An essay by Bridget Fonger
Sep 26, 2013
I was at a big boisterous dinner party last weekend. On my corner of the long table, two friends were having a bit of a serious exchange about trying to be okay with life just the way it is and just the way it isn’t. They invited me into the conversation and I, of course, agreed that I shared their plight. We label all the life experiences that don’t feel good as “wrong” and all the positive experiences as “right,” I admitted that I’ve been working hard on this one for years. But I also mentioned my personal saving grace.
I offered that the happiest people I know — and I included myself in this group — are the ones who express gratitude on a regular basis. I happen to start my day with gratitude, but it’s easy for me because I wake up to my two joyous dogs, Lucy and Tallulah, on either side of me. It’s hard to not be grateful when you wake up to pure unconditional playful love. They trigger the start of my gratitude list and then I move on from there. Maybe this is why dog owners tend to be happier. Dogs can’t help but trigger gratitude with their unconditional love and licks.

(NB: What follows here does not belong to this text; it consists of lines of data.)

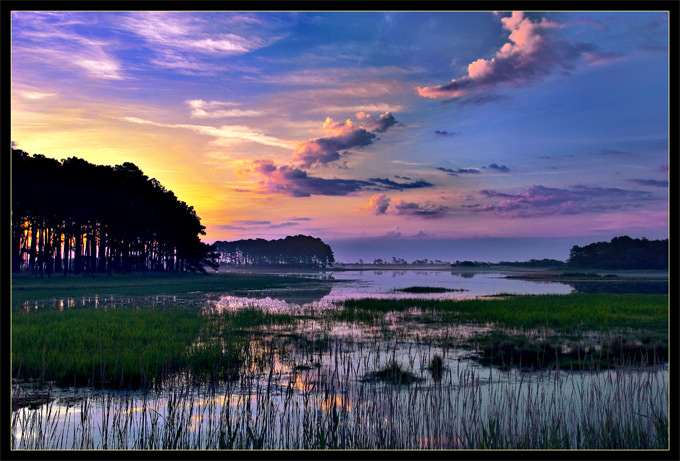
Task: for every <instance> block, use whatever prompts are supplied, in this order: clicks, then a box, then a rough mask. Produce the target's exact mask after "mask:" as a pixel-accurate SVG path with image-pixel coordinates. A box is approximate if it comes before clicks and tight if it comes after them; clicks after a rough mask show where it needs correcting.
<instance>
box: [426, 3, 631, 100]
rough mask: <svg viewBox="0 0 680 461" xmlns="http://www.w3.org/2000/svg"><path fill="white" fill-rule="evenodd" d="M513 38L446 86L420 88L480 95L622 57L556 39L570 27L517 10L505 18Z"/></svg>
mask: <svg viewBox="0 0 680 461" xmlns="http://www.w3.org/2000/svg"><path fill="white" fill-rule="evenodd" d="M501 23H502V24H503V29H505V30H506V31H508V32H509V37H508V39H509V41H508V42H507V43H505V44H504V45H503V46H502V47H501V49H500V50H498V51H497V52H496V53H495V55H494V57H492V58H491V59H477V60H476V61H474V62H472V63H470V64H469V65H468V67H467V75H464V76H463V77H461V78H458V79H453V80H451V82H449V83H446V84H443V85H432V86H422V87H421V86H419V87H416V92H417V93H418V95H420V96H422V97H424V98H432V99H436V98H452V99H458V98H463V97H465V96H471V97H473V98H475V97H479V93H483V92H486V91H488V90H490V89H492V88H495V87H497V86H499V85H506V86H511V87H518V86H523V85H528V84H530V83H533V82H536V81H538V80H541V79H543V78H545V77H547V76H548V75H551V74H553V73H555V72H558V71H561V72H562V73H566V74H568V73H570V72H571V71H572V70H573V68H574V64H575V63H576V62H577V61H578V60H579V59H583V60H584V61H585V62H586V63H588V64H590V65H603V64H607V63H610V62H613V61H615V60H618V59H620V58H621V56H620V55H618V54H615V53H601V52H599V51H597V50H596V47H595V46H594V45H591V44H586V43H574V44H573V43H569V42H567V41H565V40H559V39H556V38H555V37H554V36H553V34H552V32H553V31H555V30H558V29H562V28H564V27H566V25H564V24H559V23H556V22H553V21H549V20H547V19H545V18H543V19H541V20H540V21H532V20H531V19H529V18H528V17H525V16H524V13H522V12H518V11H515V12H513V13H512V15H511V16H510V17H504V18H501Z"/></svg>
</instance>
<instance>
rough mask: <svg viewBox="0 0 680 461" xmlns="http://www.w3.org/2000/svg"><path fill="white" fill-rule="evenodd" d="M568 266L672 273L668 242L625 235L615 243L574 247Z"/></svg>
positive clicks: (595, 243) (589, 244) (571, 250)
mask: <svg viewBox="0 0 680 461" xmlns="http://www.w3.org/2000/svg"><path fill="white" fill-rule="evenodd" d="M567 265H568V266H569V267H574V268H584V269H585V268H598V269H668V239H665V240H647V239H646V238H644V237H643V238H641V239H633V238H631V237H628V236H627V235H624V236H621V237H614V238H613V239H612V240H611V242H596V243H591V244H589V245H586V246H584V247H580V246H578V245H574V246H573V247H572V249H571V251H570V252H569V259H568V260H567Z"/></svg>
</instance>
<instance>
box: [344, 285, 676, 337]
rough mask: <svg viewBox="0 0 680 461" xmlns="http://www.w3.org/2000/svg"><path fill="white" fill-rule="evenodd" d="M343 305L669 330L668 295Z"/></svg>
mask: <svg viewBox="0 0 680 461" xmlns="http://www.w3.org/2000/svg"><path fill="white" fill-rule="evenodd" d="M344 306H345V309H355V310H363V311H371V312H390V311H403V310H409V309H413V308H419V309H421V310H427V311H435V312H440V313H441V315H442V317H441V318H442V322H445V323H482V324H485V323H494V324H497V325H498V326H504V327H508V328H527V329H532V328H552V329H559V330H564V331H584V330H591V331H610V330H613V329H625V328H633V329H640V330H645V329H647V330H654V331H657V332H658V331H663V332H665V331H667V330H668V295H662V294H580V293H579V294H569V295H523V296H513V297H509V298H505V299H466V300H437V299H396V300H395V299H351V300H347V301H345V303H344Z"/></svg>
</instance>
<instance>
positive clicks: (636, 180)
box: [628, 179, 668, 187]
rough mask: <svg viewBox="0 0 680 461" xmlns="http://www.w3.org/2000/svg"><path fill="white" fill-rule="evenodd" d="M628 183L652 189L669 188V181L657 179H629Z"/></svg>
mask: <svg viewBox="0 0 680 461" xmlns="http://www.w3.org/2000/svg"><path fill="white" fill-rule="evenodd" d="M628 181H630V182H634V183H636V184H640V185H641V186H650V187H668V181H658V180H656V179H629V180H628Z"/></svg>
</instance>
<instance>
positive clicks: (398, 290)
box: [394, 286, 468, 294]
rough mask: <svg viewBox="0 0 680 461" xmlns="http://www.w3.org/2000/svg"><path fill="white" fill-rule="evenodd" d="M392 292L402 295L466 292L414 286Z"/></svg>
mask: <svg viewBox="0 0 680 461" xmlns="http://www.w3.org/2000/svg"><path fill="white" fill-rule="evenodd" d="M394 291H398V292H402V293H414V294H415V293H452V292H462V291H468V290H464V289H462V288H461V289H456V288H443V287H421V286H414V287H406V288H400V289H397V290H394Z"/></svg>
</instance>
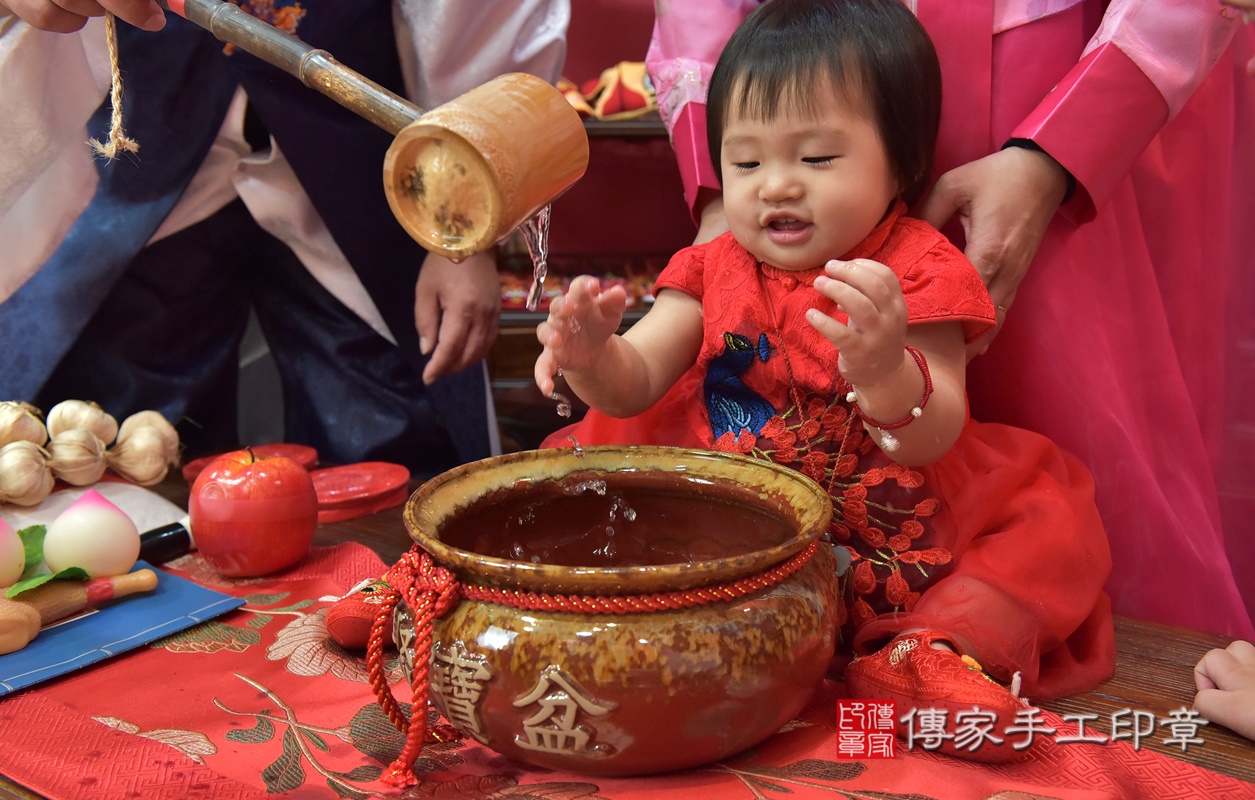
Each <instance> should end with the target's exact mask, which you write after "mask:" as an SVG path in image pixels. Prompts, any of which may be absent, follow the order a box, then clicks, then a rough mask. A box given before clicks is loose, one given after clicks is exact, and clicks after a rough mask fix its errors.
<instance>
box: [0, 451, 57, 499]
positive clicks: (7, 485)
mask: <svg viewBox="0 0 1255 800" xmlns="http://www.w3.org/2000/svg"><path fill="white" fill-rule="evenodd" d="M55 484H56V478H55V477H54V476H53V471H51V470H49V468H48V452H46V451H44V448H43V447H40V446H39V445H36V443H34V442H26V441H18V442H9V443H8V445H5V446H4V447H0V502H13V504H16V505H19V506H33V505H38V504H39V502H43V500H44V497H46V496H48V495H49V492H51V491H53V486H54V485H55Z"/></svg>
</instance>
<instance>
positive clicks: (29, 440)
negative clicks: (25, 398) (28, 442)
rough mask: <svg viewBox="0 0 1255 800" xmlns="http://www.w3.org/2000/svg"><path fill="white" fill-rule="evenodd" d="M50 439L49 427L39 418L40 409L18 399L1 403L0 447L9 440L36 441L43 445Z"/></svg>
mask: <svg viewBox="0 0 1255 800" xmlns="http://www.w3.org/2000/svg"><path fill="white" fill-rule="evenodd" d="M46 441H48V428H45V427H44V421H43V419H40V418H39V409H38V408H35V407H34V406H31V404H30V403H21V402H18V401H4V402H3V403H0V447H4V446H5V445H8V443H9V442H34V443H35V445H43V443H44V442H46Z"/></svg>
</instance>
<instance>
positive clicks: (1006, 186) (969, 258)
mask: <svg viewBox="0 0 1255 800" xmlns="http://www.w3.org/2000/svg"><path fill="white" fill-rule="evenodd" d="M1067 191H1068V173H1067V172H1065V171H1064V170H1063V167H1060V166H1059V163H1058V162H1057V161H1054V159H1053V158H1050V157H1049V156H1047V154H1045V153H1042V152H1038V151H1033V149H1027V148H1023V147H1008V148H1007V149H1001V151H998V152H996V153H993V154H991V156H985V157H984V158H979V159H976V161H973V162H971V163H968V165H964V166H961V167H956V168H954V170H951V171H950V172H946V173H945V175H943V176H941V178H940V180H937V182H936V186H935V187H934V188H932V191H931V192H930V193H929V196H927V197H926V198H925V200H924V205H922V206H921V207H920V217H921V219H924V220H925V221H927V222H930V224H931V225H932V226H934V227H941V226H944V225H945V224H946V222H948V221H949V220H950V217H953V216H955V215H958V217H959V221H960V222H961V224H963V230H964V234H965V235H966V239H968V247H966V250H965V255H966V256H968V260H969V261H971V262H973V265H975V268H976V271H978V273H980V278H981V280H984V281H985V286H986V288H988V289H989V296H991V298H993V300H994V308H995V313H996V316H998V327H996V328H994V330H991V332H990V333H988V334H985V335H984V337H981V338H980V339H976V340H975V342H973V343H970V344H969V345H968V358H969V359H971V358H973V357H974V355H979V354H981V353H984V352H985V350H986V349H988V348H989V344H990V343H991V342H993V340H994V337H996V335H998V332H999V329H1001V325H1003V322H1004V320H1005V319H1007V311H1008V309H1010V306H1012V304H1013V303H1014V301H1015V293H1017V290H1018V289H1019V285H1020V281H1022V280H1024V276H1025V275H1027V274H1028V268H1029V264H1030V262H1032V261H1033V256H1034V255H1035V254H1037V249H1038V247H1039V246H1040V245H1042V237H1043V236H1044V235H1045V229H1047V226H1048V225H1049V224H1050V219H1052V217H1054V212H1055V211H1058V208H1059V203H1060V202H1063V196H1064V195H1065V193H1067Z"/></svg>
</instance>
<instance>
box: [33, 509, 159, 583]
mask: <svg viewBox="0 0 1255 800" xmlns="http://www.w3.org/2000/svg"><path fill="white" fill-rule="evenodd" d="M138 558H139V530H138V529H137V527H136V524H134V522H133V521H131V517H129V516H127V515H125V514H124V512H123V511H122V509H119V507H118V506H115V505H113V504H112V502H109V501H108V500H105V499H104V497H103V496H102V495H100V494H99V492H98V491H95V490H94V489H89V490H88V491H85V492H84V494H83V496H82V497H79V499H78V500H75V501H74V502H72V504H70V505H69V506H68V507H67V509H65V510H64V511H61V512H60V515H58V517H56V519H55V520H53V524H51V525H49V526H48V532H46V534H45V535H44V563H45V564H48V569H50V570H51V571H54V573H56V571H60V570H63V569H67V568H70V566H82V568H83V569H85V570H87V571H88V574H89V575H92V578H104V576H110V575H122V574H125V573H129V571H131V568H132V566H134V565H136V559H138Z"/></svg>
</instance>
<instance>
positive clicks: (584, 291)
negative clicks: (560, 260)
mask: <svg viewBox="0 0 1255 800" xmlns="http://www.w3.org/2000/svg"><path fill="white" fill-rule="evenodd" d="M626 308H627V291H626V290H625V289H624V288H622V286H621V285H615V286H611V288H610V289H606V290H605V291H602V290H601V281H599V280H597V279H596V278H592V276H590V275H581V276H580V278H576V279H575V280H572V281H571V286H570V288H569V289H567V291H566V294H565V295H562V296H560V298H556V299H555V300H553V301H552V303H550V315H548V319H546V320H545V322H543V323H541V324H540V325H537V327H536V338H537V339H538V340H540V343H541V344H542V345H545V350H543V352H542V353H541V354H540V358H537V359H536V386H537V388H540V391H541V393H543V394H545V397H552V396H553V377H555V376H556V374H557V372H558V369H562V370H563V372H571V373H579V372H581V370H584V369H589V368H590V367H592V365H594V364H596V363H597V359H600V358H601V354H602V353H604V352H605V349H606V343H607V342H610V337H612V335H614V334H615V332H616V330H619V325H621V324H622V319H624V309H626Z"/></svg>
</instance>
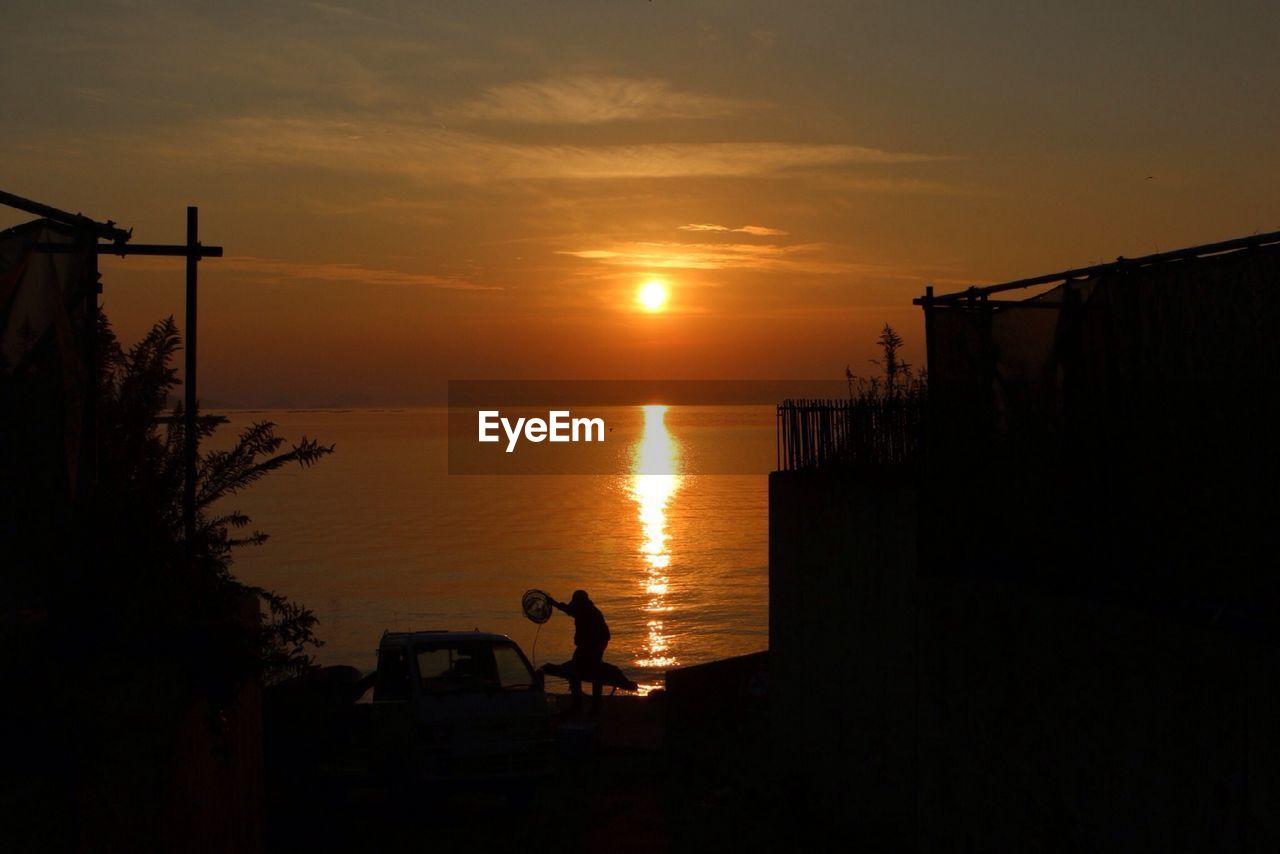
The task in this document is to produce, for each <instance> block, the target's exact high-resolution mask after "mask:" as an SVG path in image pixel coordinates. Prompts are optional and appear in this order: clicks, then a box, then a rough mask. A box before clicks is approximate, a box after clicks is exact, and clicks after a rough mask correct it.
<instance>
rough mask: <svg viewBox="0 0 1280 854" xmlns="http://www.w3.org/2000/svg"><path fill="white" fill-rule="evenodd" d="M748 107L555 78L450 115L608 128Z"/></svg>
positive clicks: (612, 85) (675, 118) (710, 96)
mask: <svg viewBox="0 0 1280 854" xmlns="http://www.w3.org/2000/svg"><path fill="white" fill-rule="evenodd" d="M748 106H750V102H749V101H740V100H733V99H724V97H716V96H710V95H695V93H692V92H682V91H680V90H675V88H672V87H671V85H669V83H667V82H666V81H660V79H652V78H648V79H636V78H627V77H552V78H547V79H540V81H529V82H522V83H506V85H502V86H492V87H489V88H488V90H485V91H484V93H483V95H480V97H477V99H475V100H472V101H467V102H465V104H462V105H460V106H457V108H454V109H453V110H448V111H445V115H456V117H460V118H465V119H483V120H495V122H520V123H531V124H603V123H605V122H625V120H643V119H703V118H716V117H723V115H731V114H733V113H737V111H741V110H742V109H745V108H748Z"/></svg>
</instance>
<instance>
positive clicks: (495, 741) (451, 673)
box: [370, 631, 552, 780]
mask: <svg viewBox="0 0 1280 854" xmlns="http://www.w3.org/2000/svg"><path fill="white" fill-rule="evenodd" d="M371 705H372V708H371V709H370V712H371V716H372V720H374V723H375V730H376V732H378V734H379V740H381V741H383V744H381V750H380V754H381V755H383V757H384V758H385V759H387V761H388V762H389V763H390V764H393V766H394V767H397V768H399V769H401V771H407V772H408V773H410V776H413V777H420V778H434V780H463V778H472V780H495V778H511V777H525V776H538V775H541V773H544V772H545V771H547V768H548V762H549V757H550V741H552V737H550V714H549V708H548V700H547V694H545V693H544V690H543V681H541V676H540V675H539V673H535V672H534V668H532V667H531V666H530V663H529V659H527V658H525V653H524V652H521V649H520V647H518V645H517V644H516V643H515V641H513V640H511V638H507V636H506V635H498V634H492V632H485V631H394V632H392V631H388V632H384V634H383V638H381V643H380V644H379V647H378V672H376V676H375V680H374V697H372V703H371Z"/></svg>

The top of my gratitude list stays the same each day, but the end of the list always surprises me. Sometimes I am grateful for the struggles, though not often. I’m working on that one. I’d like to be equally grateful for all of it one day.
When I meditate I also start with a gratitude list to center myself. It pulls me into the present. My list feels like a representation of who I am and where I am in that moment. It is a re-PRESENT-ation, pulling me to be fully in the now.
We are all our own little science labs. I say whatever works for you, do it. Gratitude pretty much never fails to work for me in raising my happiness quotient. It’s just fun that this video lets us know it’s scientifically proven and allows us to watch some other loving lab rats become more happy as they express their gratitude.
In the early- to mid-2000s, I did a lot of Landmark Education courses and I think what got me hooked on this work was the exercise in the very first course in their curriculum, the Landmark Forum, which requires you to pick up a phone and, among other things yet most important to me, express gratitude to someone you care about. I am so happy I was able to do this with both of my parents, for instance, in a way I never had before. These exercises catapulted my happiness quotient to a new level. But, most important they gave me what I’m sure will be a lifelong appreciation for expressing gratitude and its feel-good effects.
The best part of expressing gratitude like that shown in this video is the endless chain of positive events that you know were generated by these phone calls. Talk about paying it forward! You don’t even have to wonder about all the juicy goodness that will come in someone’s day after having been fully acknowledged. It’s the gift that keeps on giving.
Questioning gravity is crazy. With videos like this, hopefully questioning gratitude will soon be equally insane.